Nanostructured Semiconducting Polymer Inorganic Composites for Opto-Electronic Applications

Abstract

Recent developments on nanostructured conducting polymer-inorganic composites systems have receieved considerable research interest owing to their unique synergestic properties compared with their individual bulk counter parts which make them promising candidates for a broad spectrum of high technological applications such as in energy conversion, electronic devices, storage, sensors, actuators, memory devices, and biomedical devices. Nanostructured conducting polymers possess unique features such as high specific surface area, high charge carrier concentration, high electrical conductivity, high mechanical flexibility, light weight, solution processability and printability over a large area which make them favourable for their high tech applications. Among the conducting polymers, polyanilline, poly(3,4-ethylene dioxy thiophene), poly(N-vinylcarbzole) are receiving much importance due to their low cost, environmental stability and unique doping mechanism.

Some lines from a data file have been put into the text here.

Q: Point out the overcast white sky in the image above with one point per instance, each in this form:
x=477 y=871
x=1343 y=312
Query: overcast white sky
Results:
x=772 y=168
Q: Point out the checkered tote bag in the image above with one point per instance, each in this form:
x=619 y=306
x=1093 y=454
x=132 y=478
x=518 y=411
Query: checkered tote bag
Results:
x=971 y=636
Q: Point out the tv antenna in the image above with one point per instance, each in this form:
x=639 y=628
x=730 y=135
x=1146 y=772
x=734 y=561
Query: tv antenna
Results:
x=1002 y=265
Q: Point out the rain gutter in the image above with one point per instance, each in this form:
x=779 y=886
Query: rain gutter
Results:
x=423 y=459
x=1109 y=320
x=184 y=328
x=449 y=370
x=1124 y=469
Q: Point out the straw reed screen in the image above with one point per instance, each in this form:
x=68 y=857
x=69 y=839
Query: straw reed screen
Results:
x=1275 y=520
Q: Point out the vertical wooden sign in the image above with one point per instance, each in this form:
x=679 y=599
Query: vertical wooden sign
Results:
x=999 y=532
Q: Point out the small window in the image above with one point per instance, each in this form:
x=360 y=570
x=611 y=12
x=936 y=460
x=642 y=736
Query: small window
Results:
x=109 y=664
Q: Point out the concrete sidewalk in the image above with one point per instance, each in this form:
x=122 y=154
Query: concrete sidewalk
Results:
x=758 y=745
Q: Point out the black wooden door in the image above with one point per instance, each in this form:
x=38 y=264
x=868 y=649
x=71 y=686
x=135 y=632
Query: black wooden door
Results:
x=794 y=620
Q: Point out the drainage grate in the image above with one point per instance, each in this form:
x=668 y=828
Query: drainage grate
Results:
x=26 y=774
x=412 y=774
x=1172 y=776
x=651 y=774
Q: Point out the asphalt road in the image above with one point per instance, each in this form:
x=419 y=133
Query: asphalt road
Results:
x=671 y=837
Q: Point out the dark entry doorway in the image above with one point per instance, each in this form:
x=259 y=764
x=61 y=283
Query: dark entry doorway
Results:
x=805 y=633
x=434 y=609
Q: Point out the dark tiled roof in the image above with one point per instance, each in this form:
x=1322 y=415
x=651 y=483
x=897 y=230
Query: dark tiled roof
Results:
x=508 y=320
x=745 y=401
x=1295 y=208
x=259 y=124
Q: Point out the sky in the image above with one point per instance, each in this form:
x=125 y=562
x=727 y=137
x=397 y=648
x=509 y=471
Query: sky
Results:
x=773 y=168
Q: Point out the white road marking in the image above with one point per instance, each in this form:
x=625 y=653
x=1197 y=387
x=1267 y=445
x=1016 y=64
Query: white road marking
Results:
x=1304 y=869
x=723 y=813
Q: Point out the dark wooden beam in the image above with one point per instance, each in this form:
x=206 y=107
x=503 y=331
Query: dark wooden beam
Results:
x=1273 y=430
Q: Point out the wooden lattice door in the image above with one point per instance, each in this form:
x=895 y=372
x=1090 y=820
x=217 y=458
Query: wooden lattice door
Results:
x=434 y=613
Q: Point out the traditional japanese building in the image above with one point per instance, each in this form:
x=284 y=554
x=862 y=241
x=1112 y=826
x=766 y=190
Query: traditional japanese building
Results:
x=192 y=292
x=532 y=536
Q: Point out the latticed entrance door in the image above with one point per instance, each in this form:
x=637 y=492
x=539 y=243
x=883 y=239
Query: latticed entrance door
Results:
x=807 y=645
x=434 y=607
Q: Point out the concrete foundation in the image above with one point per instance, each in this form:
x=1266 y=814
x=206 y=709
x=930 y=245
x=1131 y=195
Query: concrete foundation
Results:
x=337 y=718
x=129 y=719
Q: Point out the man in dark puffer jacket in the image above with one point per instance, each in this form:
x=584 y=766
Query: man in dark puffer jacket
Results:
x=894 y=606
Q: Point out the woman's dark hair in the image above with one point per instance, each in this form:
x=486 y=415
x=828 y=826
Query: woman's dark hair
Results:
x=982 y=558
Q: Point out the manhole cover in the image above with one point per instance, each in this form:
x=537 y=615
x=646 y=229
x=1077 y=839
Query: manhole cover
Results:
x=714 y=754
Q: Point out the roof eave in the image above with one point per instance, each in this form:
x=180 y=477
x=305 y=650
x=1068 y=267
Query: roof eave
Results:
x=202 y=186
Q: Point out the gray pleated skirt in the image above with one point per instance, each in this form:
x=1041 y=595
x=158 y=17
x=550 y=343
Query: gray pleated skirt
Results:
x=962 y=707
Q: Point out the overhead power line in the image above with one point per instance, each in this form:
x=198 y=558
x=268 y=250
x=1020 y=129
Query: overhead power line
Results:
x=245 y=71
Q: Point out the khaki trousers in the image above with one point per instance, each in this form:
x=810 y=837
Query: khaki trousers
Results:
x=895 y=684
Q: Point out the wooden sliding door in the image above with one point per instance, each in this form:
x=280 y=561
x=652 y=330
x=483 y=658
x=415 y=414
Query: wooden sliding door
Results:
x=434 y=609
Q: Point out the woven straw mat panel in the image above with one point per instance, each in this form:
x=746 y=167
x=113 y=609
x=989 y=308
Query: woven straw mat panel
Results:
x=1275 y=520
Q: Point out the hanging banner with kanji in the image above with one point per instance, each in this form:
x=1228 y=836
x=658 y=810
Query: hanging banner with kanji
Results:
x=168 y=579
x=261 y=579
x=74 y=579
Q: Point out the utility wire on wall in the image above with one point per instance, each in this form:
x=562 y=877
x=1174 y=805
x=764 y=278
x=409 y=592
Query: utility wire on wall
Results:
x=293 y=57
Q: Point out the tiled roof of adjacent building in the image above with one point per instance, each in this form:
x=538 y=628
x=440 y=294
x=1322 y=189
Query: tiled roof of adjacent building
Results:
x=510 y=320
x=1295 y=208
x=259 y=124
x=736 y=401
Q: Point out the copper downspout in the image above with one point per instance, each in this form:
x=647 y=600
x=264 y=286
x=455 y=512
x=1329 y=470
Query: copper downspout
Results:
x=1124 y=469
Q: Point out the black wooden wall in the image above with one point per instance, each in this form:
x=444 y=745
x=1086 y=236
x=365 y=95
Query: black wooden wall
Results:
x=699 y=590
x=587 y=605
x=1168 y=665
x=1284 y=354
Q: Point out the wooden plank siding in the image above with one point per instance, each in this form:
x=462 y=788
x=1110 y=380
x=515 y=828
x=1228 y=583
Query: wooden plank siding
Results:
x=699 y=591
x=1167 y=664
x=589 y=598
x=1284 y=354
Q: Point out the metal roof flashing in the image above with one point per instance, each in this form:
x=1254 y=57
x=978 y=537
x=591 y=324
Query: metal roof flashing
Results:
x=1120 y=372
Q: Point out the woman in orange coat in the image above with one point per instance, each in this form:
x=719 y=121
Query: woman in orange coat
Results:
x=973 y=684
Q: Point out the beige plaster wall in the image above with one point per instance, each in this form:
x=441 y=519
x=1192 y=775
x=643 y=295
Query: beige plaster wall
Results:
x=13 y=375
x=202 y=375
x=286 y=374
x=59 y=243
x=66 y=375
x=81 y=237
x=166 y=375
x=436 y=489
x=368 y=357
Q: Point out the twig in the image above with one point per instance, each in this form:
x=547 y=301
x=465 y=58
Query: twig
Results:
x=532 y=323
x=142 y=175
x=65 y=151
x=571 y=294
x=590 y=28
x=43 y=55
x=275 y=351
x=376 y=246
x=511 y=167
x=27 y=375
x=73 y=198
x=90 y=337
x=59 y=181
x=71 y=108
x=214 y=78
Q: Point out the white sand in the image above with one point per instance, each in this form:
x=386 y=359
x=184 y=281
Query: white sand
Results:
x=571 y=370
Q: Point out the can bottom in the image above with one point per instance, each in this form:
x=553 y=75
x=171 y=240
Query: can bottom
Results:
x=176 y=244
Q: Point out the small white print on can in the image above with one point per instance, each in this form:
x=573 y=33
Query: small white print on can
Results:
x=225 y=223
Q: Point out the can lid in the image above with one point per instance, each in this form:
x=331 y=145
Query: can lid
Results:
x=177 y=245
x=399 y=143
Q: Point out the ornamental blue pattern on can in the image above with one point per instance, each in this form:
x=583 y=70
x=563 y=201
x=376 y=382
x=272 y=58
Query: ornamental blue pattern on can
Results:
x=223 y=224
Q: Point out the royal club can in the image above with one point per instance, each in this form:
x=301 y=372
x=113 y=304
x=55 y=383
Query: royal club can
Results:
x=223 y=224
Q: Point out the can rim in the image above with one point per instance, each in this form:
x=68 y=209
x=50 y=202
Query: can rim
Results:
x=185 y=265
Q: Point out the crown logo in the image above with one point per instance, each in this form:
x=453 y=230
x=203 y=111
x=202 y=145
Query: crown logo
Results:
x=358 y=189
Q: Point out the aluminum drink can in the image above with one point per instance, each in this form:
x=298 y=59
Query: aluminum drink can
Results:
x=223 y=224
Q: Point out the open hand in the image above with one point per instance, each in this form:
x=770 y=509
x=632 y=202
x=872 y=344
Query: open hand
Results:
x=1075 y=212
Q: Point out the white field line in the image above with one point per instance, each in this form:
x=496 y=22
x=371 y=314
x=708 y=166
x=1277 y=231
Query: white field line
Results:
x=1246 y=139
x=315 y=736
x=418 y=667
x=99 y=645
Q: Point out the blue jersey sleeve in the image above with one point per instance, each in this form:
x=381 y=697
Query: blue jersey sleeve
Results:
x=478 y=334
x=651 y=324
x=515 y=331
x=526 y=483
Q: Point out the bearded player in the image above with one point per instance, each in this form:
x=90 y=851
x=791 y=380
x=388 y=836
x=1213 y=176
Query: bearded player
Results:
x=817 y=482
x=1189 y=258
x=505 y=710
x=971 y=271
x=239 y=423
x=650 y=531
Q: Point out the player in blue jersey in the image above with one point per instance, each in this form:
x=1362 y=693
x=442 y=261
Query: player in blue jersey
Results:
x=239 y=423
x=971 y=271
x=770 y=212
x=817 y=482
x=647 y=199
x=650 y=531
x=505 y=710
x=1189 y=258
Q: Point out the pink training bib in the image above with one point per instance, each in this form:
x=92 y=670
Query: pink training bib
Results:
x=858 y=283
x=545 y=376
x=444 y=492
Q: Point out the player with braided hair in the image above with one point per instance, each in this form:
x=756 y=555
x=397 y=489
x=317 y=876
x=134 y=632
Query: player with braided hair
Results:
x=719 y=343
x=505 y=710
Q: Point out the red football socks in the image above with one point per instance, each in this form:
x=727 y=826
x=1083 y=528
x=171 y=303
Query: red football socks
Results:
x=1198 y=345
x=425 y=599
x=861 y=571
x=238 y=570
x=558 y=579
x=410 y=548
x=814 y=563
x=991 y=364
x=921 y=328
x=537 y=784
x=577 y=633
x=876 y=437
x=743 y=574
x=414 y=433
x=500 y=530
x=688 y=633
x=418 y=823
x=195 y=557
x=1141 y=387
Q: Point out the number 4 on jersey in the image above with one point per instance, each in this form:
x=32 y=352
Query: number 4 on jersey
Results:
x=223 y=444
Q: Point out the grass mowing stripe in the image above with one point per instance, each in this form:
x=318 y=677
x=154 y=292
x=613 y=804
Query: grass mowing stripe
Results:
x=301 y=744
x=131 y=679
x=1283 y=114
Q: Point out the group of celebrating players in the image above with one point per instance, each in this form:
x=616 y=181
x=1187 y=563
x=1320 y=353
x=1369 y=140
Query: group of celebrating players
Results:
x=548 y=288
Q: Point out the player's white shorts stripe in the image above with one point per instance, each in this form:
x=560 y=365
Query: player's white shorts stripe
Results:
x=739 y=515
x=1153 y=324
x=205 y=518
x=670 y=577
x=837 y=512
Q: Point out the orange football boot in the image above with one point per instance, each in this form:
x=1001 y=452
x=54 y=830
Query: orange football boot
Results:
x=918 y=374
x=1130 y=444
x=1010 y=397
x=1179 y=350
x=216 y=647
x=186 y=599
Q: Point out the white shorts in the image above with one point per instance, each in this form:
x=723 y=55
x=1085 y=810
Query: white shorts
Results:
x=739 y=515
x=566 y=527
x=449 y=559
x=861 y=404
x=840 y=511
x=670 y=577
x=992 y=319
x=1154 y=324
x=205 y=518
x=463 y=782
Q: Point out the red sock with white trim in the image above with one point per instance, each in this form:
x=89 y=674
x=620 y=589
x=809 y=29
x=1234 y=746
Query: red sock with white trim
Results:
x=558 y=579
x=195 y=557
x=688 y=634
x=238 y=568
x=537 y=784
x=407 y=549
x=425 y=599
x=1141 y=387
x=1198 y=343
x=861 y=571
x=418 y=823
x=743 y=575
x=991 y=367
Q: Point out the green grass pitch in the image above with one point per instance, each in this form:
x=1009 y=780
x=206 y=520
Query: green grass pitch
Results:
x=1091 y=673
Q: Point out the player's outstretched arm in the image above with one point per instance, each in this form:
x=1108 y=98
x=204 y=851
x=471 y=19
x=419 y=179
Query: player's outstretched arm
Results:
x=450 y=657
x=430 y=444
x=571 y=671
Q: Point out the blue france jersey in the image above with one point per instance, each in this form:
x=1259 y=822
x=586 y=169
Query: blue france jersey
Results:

Conversely, semiconducting inorganic metal oxide such as zinc oxide and titania nanomaterials have emerged as an area of intense research interest motivated by their potential applications in electronics, non-linear optics, and magnetic devices due to their low band gap, small crystalline size and unique opto-electronic properties. In this perspective, studies on the development and applications of semiconducting polymer-inorganic metal oxide nanocomposite are interesting since it is expected to exhibit synergistic properties arising from the molecular level mixing of conducting polymer and inorganic counter parts.